New Ebola Outbreak at Risk of Spreading! WHO Declares Emergency!

The deadly Ebola outbreak in Congo is now an international health emergency, the World Health Organization announced after a case was confirmed in a city of over 2 million occupants.
By James DiGeorgia
The World Health Organization (WHO) has declared the nearly year-long Ebola outbreak in Congo a “public health emergency of international concern.”
The declaration by the WHO — an international body charged with coordinating a global response to this lethal disease in Congo’s conflict-ridden North Kivu province has already infected more than 2,500 people and killed nearly 1,700 according to Congo’s Health Ministry.
The WHO warning is based on its belief it could spill over borders to Uganda, Rwanda, Burundi, South Sudan and is an early warning that it could become a global health emergency.
The emergency declaration is based on international health regulations issued in 2005, which defined such an emergency — PHEIC, in global health parlance — as an “extraordinary event” that could spread to other countries and demanded a coordinated global response.

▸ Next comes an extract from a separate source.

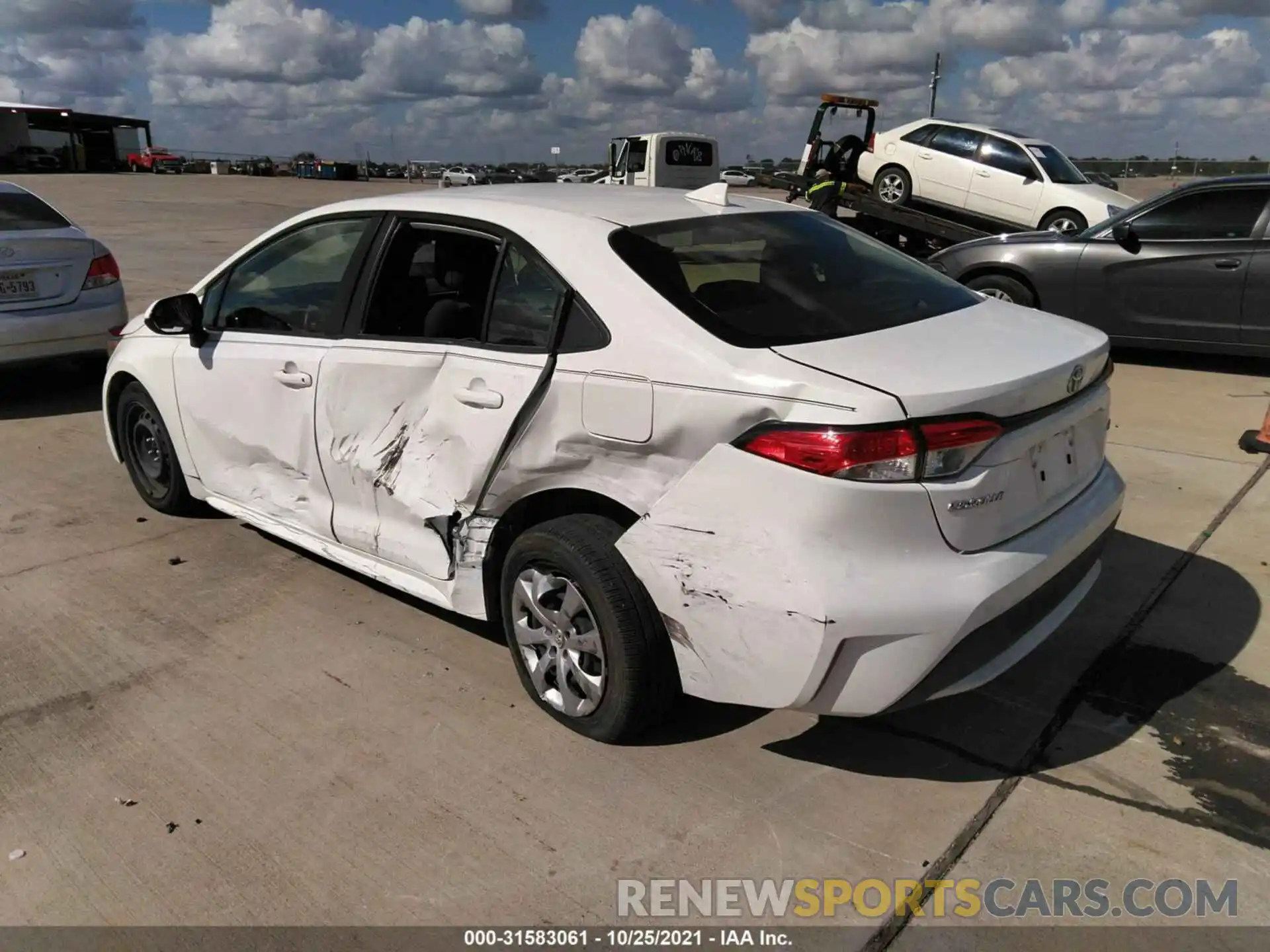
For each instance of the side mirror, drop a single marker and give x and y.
(182, 314)
(1124, 235)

The director-general of WHO is responsible for deciding when and where to apply the label of an “emergency event”. The director will only declare the emergency event only after consulting a 10-member committee of Ebola experts. The same committee also is responsible for recommending when to end the global health emergency.
The World Health Organization has been forced to use the label of an emergency event, four times in the past: in response to the swine flu epidemic in 2009; the spread of polioviruses in several countries in 2014; the 2014 Ebola outbreak in West Africa; and the 2016 Zika epidemic in the Western Hemisphere.